Quant à la question du clonage humain qui ne bénéficierait pas d’un marché porteur, pour le moment, Debora Spar annonce que cela pourrait bien changer si cela permettait à des couples d’avoir un enfant. « On accusera alors les anti-clonage de ne pas avoir de cœur », prévient-elle.

Parce que la science rend possible une certaine maîtrise de la génétique, la tentation existe de sélectionner les enfants selon leurs caractéristiques. Le DPI connu pour ses « répercussions eugénistes » implique qu’un enfant puisse être estimé “défectueux”, et qu’un autre soit déclaré “indigne de vivre”.

Selon Debora Spar, la plupart des DPI sont faits pour choisir le sexe de l’enfant plutôt que d’éviter des maladies génétiques. Le DPI permet à des parents atteints d’un handicap, comme la surdité ou le nanisme, de choisir des enfants atteints du même handicap qu’eux.

Le dossier du Courrier International cite le Dr Stéphane Viville, responsable du centre de DPI de Strasbourg. Il pratique des DPI pour empêcher la naissance d’enfant nain. Il explique qu’il ne réimplanterait pas d’« embryons nains ». Il craint que le DPI puisse produire des « monstres génétiques » sur commande.

Le Dr Darshak Sanghavi, cardiologue-pédiatre à la faculté de médecine de l’université du Massachussetts, ne s’inquiète nullement de cette déviance qu’il justifie ainsi : « même la reproduction naturelle a tendance à l’erreur ».

Le Courrier International s’intéresse également aux « Docteurs Fol Amour » qui consacrent leurs recherches à satisfaire la demande d’enfants de la part des couples infertiles en essayant de reproduire des ovocytes, des spermatozoïdes…

L’adoption aussi est devenue un enjeu financier de taille pour les pays pauvres.
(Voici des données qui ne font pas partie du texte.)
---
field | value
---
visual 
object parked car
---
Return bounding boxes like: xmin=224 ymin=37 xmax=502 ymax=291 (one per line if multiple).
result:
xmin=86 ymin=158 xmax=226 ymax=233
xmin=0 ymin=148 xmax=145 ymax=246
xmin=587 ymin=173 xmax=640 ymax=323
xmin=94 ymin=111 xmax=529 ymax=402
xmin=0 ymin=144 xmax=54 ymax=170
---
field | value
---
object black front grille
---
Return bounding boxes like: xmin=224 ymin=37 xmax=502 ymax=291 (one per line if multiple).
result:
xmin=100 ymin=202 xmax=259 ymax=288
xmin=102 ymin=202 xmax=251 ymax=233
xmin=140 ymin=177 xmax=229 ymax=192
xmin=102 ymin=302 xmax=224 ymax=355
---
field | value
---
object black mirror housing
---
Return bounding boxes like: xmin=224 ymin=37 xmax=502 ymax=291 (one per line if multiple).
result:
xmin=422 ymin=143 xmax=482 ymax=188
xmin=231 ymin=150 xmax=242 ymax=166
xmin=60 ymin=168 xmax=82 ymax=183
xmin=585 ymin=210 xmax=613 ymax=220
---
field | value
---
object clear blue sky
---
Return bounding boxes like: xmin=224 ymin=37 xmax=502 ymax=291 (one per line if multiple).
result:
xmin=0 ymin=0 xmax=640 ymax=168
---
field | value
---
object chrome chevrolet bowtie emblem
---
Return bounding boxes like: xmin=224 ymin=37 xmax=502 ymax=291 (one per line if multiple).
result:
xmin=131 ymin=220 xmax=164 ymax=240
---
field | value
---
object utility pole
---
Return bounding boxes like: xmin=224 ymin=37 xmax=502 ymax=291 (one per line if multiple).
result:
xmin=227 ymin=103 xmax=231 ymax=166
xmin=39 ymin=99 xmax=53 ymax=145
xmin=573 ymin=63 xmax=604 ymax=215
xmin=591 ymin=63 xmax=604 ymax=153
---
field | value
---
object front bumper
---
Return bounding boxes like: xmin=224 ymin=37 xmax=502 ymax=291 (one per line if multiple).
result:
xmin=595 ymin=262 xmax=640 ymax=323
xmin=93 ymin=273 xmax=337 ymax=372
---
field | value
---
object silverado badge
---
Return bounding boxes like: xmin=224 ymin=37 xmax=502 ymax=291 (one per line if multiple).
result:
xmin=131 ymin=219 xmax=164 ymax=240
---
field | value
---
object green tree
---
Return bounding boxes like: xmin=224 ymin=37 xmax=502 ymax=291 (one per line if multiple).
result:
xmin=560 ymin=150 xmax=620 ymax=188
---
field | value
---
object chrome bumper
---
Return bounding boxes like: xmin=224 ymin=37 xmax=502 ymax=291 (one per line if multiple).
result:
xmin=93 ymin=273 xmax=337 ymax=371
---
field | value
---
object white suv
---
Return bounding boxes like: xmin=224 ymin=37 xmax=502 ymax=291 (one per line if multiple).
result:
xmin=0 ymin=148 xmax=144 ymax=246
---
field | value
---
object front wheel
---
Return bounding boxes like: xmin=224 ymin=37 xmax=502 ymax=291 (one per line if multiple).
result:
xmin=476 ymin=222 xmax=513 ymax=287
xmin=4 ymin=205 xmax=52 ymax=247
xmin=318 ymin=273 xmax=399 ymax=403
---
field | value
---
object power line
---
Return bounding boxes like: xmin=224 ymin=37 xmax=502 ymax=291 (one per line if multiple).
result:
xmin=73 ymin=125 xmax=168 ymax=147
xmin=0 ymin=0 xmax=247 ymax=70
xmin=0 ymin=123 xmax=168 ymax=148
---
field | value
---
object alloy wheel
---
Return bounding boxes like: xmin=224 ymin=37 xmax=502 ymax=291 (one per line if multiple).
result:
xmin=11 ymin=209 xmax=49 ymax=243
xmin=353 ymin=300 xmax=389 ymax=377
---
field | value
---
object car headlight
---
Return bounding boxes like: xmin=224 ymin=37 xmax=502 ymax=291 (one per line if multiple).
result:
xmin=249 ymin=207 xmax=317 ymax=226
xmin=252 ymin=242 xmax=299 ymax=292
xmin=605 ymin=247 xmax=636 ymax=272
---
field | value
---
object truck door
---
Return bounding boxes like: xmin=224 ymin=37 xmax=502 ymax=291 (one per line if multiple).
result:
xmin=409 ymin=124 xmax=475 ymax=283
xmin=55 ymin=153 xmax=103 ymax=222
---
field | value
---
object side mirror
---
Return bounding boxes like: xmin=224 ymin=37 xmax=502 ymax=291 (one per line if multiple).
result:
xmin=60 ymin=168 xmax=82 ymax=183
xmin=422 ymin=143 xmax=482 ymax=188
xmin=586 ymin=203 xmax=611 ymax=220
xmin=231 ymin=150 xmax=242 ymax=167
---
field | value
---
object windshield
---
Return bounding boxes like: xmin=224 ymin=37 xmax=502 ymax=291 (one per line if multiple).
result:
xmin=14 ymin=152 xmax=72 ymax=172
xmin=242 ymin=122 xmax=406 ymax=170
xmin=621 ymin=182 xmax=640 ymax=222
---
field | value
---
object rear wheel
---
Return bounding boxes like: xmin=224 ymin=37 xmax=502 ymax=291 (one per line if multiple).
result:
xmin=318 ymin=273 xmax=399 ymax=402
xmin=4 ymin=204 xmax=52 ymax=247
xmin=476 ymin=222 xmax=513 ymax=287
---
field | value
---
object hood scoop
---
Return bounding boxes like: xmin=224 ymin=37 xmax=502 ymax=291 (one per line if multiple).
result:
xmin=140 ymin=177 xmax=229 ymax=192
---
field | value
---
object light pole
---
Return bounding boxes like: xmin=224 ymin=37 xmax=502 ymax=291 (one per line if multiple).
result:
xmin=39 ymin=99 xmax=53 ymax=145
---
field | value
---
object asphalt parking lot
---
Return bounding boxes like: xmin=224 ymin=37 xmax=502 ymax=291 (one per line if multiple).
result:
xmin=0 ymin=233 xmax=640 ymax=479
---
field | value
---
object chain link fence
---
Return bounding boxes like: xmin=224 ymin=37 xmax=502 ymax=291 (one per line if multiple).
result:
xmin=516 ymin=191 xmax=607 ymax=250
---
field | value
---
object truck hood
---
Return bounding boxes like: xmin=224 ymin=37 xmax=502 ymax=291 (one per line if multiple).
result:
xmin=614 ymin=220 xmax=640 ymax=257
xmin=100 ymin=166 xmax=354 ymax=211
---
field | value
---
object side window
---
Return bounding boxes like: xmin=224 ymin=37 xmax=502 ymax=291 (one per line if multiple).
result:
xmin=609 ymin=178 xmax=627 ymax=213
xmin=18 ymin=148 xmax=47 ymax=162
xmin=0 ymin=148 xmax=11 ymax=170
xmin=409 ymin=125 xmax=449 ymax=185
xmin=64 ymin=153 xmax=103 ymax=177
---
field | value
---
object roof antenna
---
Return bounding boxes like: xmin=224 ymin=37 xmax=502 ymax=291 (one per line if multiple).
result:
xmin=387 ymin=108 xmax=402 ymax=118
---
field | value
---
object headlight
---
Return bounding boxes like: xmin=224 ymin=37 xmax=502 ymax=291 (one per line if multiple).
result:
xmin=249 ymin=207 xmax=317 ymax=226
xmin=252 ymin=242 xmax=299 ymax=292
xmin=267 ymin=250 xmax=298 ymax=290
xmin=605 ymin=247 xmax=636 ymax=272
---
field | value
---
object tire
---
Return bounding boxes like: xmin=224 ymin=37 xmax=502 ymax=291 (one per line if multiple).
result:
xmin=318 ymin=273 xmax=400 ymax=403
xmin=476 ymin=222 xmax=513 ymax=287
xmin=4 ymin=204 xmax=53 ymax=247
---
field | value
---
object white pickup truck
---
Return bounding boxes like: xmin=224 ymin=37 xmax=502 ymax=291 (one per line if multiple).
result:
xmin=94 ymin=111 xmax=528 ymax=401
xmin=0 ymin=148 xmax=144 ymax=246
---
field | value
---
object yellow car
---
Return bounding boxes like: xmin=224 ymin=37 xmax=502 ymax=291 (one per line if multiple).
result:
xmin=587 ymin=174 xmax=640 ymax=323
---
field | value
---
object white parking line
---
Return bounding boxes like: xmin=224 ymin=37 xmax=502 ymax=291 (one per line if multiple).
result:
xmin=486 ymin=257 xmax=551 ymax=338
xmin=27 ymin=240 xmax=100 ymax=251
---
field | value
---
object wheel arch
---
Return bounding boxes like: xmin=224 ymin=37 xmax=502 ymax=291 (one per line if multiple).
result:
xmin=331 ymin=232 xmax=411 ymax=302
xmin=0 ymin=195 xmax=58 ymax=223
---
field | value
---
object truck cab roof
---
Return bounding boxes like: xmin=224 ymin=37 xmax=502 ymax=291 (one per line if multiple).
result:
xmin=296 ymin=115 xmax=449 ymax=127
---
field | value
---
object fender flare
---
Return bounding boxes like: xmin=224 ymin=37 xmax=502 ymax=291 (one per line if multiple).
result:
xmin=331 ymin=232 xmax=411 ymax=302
En 2004, pour des parents américains, une adoption coûtait 6 700 dollars pour un éthiopien noir et 15 000 dollars pour un russe blanc, tant les intermédiaires sont nombreux et gourmands. Ignoré par naïveté ou volontairement, l’adoption fait l’objet de nombreuses tractations. Le Guatemala, par exemple, où l’adoption n’est pas contrôlée par le gouvernement, est devenu « une usine à bébés, où ces-derniers sont traités comme de la marchandise ». Les demandes d’adoption pour l’étranger se multiplient. Pour la seule année 2005, on comptait 19 298 enfants guatémaltèques adoptés par des couples américains. En 2003, la Chine, 1er « exportateur d’enfants » devant la Russie, en a « exporté » 11 231. La même année, les Etats-Unis, champion de « l’importation d’enfants », ont enregistré 21 616 adoptions d’enfants étrangers. La France se place au second rang avec 3 995 enfants étrangers adoptés. Ces pratiques prospèrent en dépit de la Convention de La Haye qui souhaite « prévenir l’enlèvement, la vente ou la traite d’enfants » et précise que l’adoption internationale ne doit être qu’un dernier recours.

Pour Debora Spar, si « personne ne veut imaginer qu’un enfant puisse être un produit », il faut se rendre à l’évidence : « nous usons d’euphémisme pour masquer ce qui se passe vraiment ».